Real-time Systems | 2006
Xianfeng Li; Abhik Roychoudhury; Tulika Mitra
Estimating the Worst Case Execution Time (WCET) of a program on a given processor is important for the schedulability analysis of real-time systems. WCET analysis techniques typically model the timing effects of micro-architectural features in modern processors (such as pipeline, cache, branch prediction) to obtain safe and tight estimates. In this paper, we model out-of-order superscalar processor pipelines for WCET analysis.
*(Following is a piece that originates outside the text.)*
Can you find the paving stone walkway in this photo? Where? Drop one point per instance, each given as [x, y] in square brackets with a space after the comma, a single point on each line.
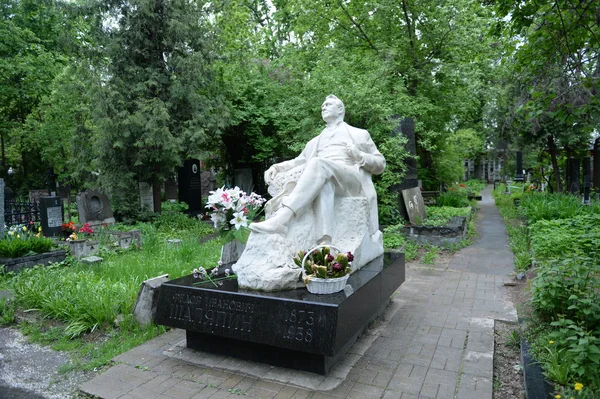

The analysis is, in general, difficult even for a basic block (a sequence of instructions with single-entry and single-exit points) if some of the instructions have variable latencies. This is because the WCET of a basic block on out-of-order pipelines cannot be obtained by assuming maximum latencies of the individual instructions. Our timing estimation technique for a basic block proceeds by a fixed-point analysis of the time intervals at which the instructions enter/leave a pipeline stage. To extend our estimation to whole programs, we use Integer Linear Programming (ILP) to combine the timing estimates for basic blocks. Timing effects of instruction cache and branch prediction are also modeled within our pipeline analysis framework. This forms a combined timing analysis framework that captures out-of-order pipeline, cache, branch prediction as well as the mutual interaction among these micro-architectural features. The accuracy of our analysis is demonstrated via tight estimates obtained for several benchmarks.